Hollywood has a fascination with the developmentally disabled, as witnessed in blockbusters like Forest Gump, I am Sam, What’s Eating Gilbert Grape, and Rain Man. These box office successes indicate a body of interest in this subject and suggest that people want to know more about these individuals and what makes them tick.  My book  will address this topic by stripping away the glitz and glam of motion pictures to reveal what people in this population experience in reality.

So let me pull this apart and highlight why this didn’t pass my Reason To Be test.

“Hollywood has a fascination with the developmentally disabled.”

I haven’t seen that Hollywood and movie goers have a fascination with the developmentally disabled. They have a fascination with interesting characters and good plots( I can’t believe I just wrote that, given that Adam Sandler movies make gabajillions).

A mentally disabled character adds all kinds of layers to a plot, but I don’t see the marketplace developing a whole sub-genre with books and movies about disabled characters.

How could the author turn this around? What happens in Hollywood isn’t indicative of the reading population, so I would be careful about comparing a book to any movies – especially in this case where the author is trying to convince me that a few movies equates to public interest in disabled characters. Hollywood exists in its own little bubble and has questionable taste in what movies it decides to make.

It would be more advantageous if the author keeps most of the focus on the book; specifically, on the plot because that’s the meat of the book, and the characters are the vehicle that move the plot. The author could use a comparison to pinpoint more specific elements, such as, “The main character is trying to live in a world that sees him differently, which leads to his seclusion, in much the same vein as Character ABC did in Movie XYZ.”

Now I have a much clearer idea of the author’s book and how it specifically compares to the movies.

“These portrayals and their box office successes indicate a body of interest in this subject and suggest that people want to know more about these individuals and what makes them tick.” 

The author draws a conclusion that has no foundation. Readers want a good plot, and just because you inject a disabled character into your story isn’t a guarantee it’ll be any good.

If we saw the same kind of explosion as we have with Vampire Romance, then I’d agree with the author.
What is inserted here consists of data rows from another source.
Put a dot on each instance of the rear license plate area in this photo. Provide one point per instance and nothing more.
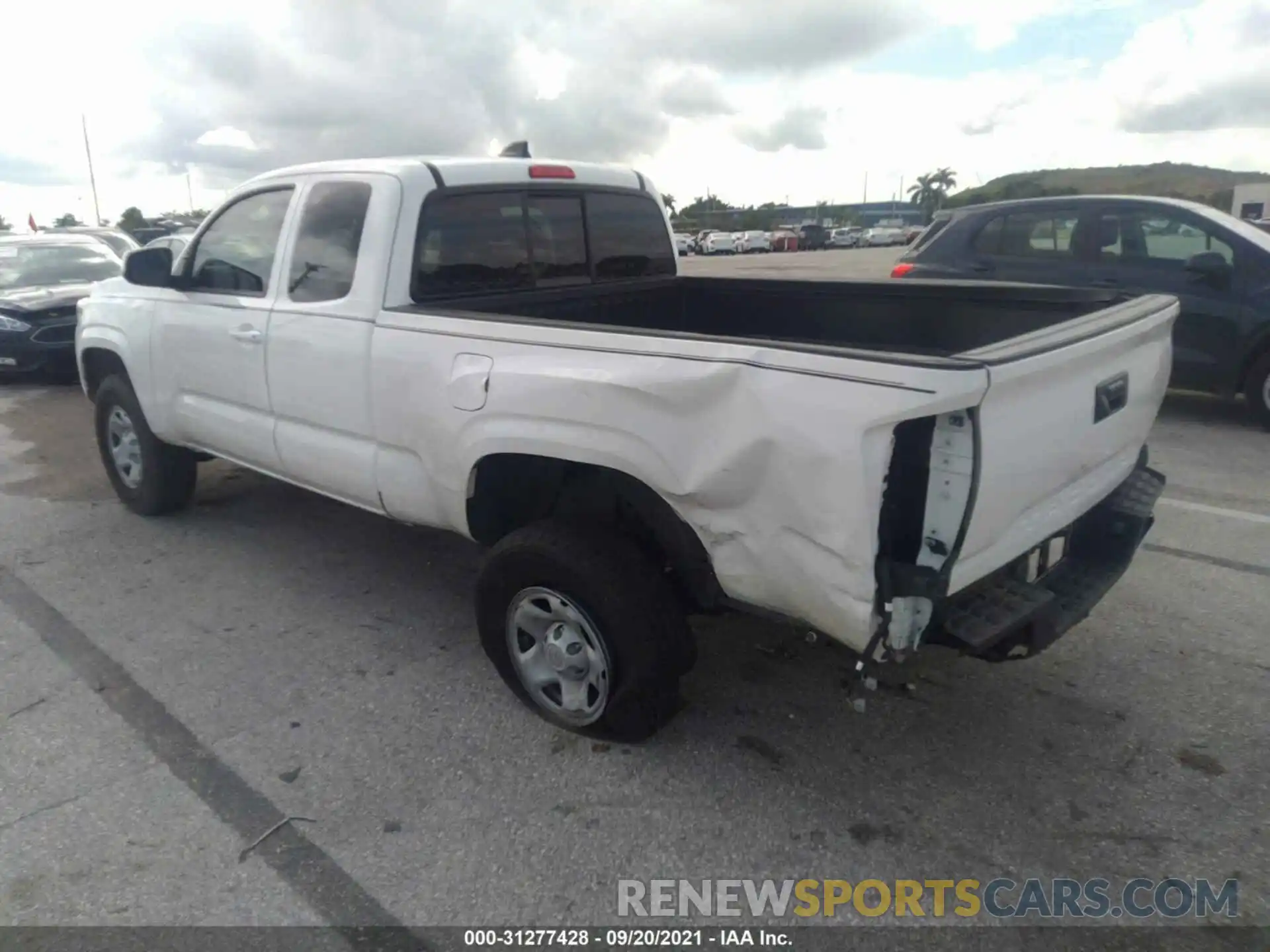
(1042, 560)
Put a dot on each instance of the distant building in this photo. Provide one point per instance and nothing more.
(1251, 201)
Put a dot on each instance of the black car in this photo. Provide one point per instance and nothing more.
(42, 278)
(812, 238)
(120, 241)
(1217, 266)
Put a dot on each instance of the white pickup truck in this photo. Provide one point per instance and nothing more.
(503, 348)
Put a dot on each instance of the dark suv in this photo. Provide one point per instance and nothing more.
(812, 238)
(1217, 266)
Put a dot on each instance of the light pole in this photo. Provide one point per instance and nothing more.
(92, 178)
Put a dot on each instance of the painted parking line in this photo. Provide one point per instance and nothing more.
(1216, 510)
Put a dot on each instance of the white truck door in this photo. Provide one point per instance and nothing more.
(210, 337)
(319, 354)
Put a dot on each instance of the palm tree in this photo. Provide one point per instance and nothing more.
(930, 190)
(925, 194)
(944, 180)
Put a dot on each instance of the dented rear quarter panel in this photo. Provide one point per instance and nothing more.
(777, 459)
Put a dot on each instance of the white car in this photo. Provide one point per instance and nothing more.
(828, 452)
(845, 238)
(880, 238)
(753, 241)
(718, 243)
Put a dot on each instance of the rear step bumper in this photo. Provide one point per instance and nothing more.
(1006, 619)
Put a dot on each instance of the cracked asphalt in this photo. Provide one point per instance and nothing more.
(171, 688)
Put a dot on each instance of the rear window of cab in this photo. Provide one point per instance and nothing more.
(488, 241)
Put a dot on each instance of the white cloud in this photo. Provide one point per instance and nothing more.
(621, 81)
(226, 136)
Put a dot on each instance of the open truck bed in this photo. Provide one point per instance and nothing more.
(897, 317)
(1060, 387)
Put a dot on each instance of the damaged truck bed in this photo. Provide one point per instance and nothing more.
(507, 352)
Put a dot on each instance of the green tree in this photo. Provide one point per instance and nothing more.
(931, 190)
(700, 205)
(131, 220)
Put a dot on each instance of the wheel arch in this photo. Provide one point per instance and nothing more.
(508, 491)
(98, 360)
(1259, 348)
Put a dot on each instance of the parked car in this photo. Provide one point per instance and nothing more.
(177, 243)
(118, 240)
(812, 238)
(882, 238)
(718, 243)
(1217, 266)
(883, 475)
(753, 243)
(42, 280)
(784, 241)
(845, 238)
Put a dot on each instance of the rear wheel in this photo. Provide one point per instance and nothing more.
(1257, 390)
(151, 477)
(583, 629)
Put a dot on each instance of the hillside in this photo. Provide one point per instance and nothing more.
(1198, 183)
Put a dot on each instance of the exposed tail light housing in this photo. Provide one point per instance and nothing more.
(552, 172)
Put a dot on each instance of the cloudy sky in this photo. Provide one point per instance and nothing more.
(752, 99)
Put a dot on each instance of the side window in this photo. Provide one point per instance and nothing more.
(558, 240)
(988, 240)
(237, 252)
(1044, 234)
(1166, 239)
(473, 243)
(328, 240)
(629, 237)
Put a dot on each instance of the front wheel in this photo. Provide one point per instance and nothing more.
(583, 629)
(151, 477)
(1257, 391)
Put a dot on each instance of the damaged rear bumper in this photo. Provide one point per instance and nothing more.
(1003, 617)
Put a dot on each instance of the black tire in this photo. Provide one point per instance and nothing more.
(168, 473)
(1256, 390)
(632, 603)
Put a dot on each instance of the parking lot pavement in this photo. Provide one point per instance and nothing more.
(171, 688)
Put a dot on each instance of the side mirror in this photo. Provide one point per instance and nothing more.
(1208, 266)
(149, 267)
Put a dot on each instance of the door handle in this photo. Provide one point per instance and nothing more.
(248, 335)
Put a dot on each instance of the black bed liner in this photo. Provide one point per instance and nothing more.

But we aren’t, so this statement is a stretch.

How could the author turn this around? It could be more helpful to draw specific comparisons that go to the meat and potatoes of your book. “Much like Charlie in Flowers For Algernon, my character begins life unaware of his disabilities and, thanks to a medical breakthrough that’s only temporary, realizes his mental deficiencies separate him from his dreams for a better life.” 

This is far more useful because I have context with the comparison. People aren’t necessarily interested in the disabled, as a whole, but they can definitely wrap their heads around the complexities of a great plot that centers on a character who becomes aware of his disabilities, only to regress back into what he was.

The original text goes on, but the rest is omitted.